MISSOULA — You better think long and hard before you endorse Iowa Bill Speltz as your sports editor.
He'll only destroy Montana with his cob-head values and corn pone country humor. He's an outsider, just like Maryland Matt and California Kathleen.
What we really need to do is find a way to get Speltz out of here. Maybe snap a photo of him when he has the flu or right after he eats a lemon and makes a pucker face. Then we'll run it on TV with some slanderous mumbo-jumbo that's bound to leave him out in the cold when it comes to Montana's masses.
Seems silly, huh? It's right off the barnyard floor and we've been watching and listening to it for months leading up to Election Day Tuesday.
It's interesting how the whole politics-sports globe flipped upside down.
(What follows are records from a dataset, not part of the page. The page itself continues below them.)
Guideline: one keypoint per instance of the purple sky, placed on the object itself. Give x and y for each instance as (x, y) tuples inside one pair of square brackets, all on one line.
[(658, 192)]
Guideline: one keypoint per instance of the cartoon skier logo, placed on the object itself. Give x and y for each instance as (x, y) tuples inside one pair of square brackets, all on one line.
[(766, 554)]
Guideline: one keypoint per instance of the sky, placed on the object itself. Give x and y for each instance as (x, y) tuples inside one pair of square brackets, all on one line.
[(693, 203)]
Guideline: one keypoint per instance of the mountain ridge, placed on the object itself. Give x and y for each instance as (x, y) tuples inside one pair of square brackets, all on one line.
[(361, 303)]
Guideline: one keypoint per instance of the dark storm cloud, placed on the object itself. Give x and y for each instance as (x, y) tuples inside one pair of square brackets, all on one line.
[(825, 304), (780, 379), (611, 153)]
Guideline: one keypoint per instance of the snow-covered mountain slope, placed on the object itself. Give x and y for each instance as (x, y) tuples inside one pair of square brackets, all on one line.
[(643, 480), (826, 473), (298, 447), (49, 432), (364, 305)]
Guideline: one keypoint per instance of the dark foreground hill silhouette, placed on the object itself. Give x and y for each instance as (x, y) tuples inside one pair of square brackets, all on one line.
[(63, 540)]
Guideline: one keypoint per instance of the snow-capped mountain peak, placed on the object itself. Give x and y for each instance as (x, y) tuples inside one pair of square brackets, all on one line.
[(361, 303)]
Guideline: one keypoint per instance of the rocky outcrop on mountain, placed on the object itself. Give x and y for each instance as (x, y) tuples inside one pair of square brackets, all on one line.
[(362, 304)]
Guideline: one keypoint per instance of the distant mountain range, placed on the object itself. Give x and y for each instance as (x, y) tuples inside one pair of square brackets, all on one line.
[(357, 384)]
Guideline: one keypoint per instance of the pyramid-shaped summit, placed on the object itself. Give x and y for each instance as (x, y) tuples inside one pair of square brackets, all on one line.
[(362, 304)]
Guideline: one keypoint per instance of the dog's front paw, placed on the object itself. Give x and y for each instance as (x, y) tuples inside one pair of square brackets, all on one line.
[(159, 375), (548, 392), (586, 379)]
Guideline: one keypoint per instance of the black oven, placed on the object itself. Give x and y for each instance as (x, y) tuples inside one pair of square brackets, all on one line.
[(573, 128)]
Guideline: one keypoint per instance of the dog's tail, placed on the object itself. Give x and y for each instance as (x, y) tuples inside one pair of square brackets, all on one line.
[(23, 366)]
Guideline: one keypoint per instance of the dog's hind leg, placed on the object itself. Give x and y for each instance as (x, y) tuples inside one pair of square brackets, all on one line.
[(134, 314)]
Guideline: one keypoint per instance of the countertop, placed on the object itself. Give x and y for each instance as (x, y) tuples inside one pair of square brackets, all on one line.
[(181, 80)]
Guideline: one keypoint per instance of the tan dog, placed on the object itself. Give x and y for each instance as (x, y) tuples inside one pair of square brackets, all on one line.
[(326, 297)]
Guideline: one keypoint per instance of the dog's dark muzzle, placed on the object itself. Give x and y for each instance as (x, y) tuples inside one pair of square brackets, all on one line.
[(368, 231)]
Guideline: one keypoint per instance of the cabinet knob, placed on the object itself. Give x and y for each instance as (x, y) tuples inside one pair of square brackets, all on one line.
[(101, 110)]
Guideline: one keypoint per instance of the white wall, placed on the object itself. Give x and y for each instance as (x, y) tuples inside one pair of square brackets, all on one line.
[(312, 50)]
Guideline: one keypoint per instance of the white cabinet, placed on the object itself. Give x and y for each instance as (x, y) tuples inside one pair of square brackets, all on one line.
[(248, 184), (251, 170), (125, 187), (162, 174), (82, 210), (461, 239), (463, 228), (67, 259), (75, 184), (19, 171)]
Back when I was a naïve high-schooler, I enjoyed listening to athletes like Muhammed Ali and John McEnroe pontificate. Politicians like Gerald Ford and Jimmy Carter seemed fairly tame in comparison, like two guys you'd meet at a checkers tournament.
Now the politicians are the Muhammed Alis and John McEnroes. Heck, maybe that's being too nice. They're an updated version of the all-star wrestlers we watched in the 1970s like Baron "The Clawmaster" von Raschke and Ivan "The Russian Bear" Koloff. Excitable guys that point their finger in the camera.
Perhaps politicians could learn a thing from listening to Montana and Montana State coaches and athletes on the eve of Cat-Griz confrontations. There's an air of class that, while mundane at times, leaves the casual observer feeling pretty good about this state.
The closest thing to Brawl of the Wild pregame trash talk I've even heard is so subtle it's easy to miss. Maybe Robin Selvig dodging the words Montana State, instead opting for Bozeman. Or someone from the Bobcats referring to Montana as "that school to the west."
Some of the political attacks this fall have confused me. Why is it such a terrible thing if someone who wasn't born in Montana runs for office in the Treasure State? I mean really, almost all of us are outsiders — some moving to this beautiful place recently and others the descendants of outsiders who came 75 years ago looking for opportunity.
My son was born in a small Iowa town named Cherokee. He moved here with his family only 14 years ago, but I'd challenge you to find anyone more passionate about the Montana way of life — from its mountains and people to its fishing, hunting and job opportunity.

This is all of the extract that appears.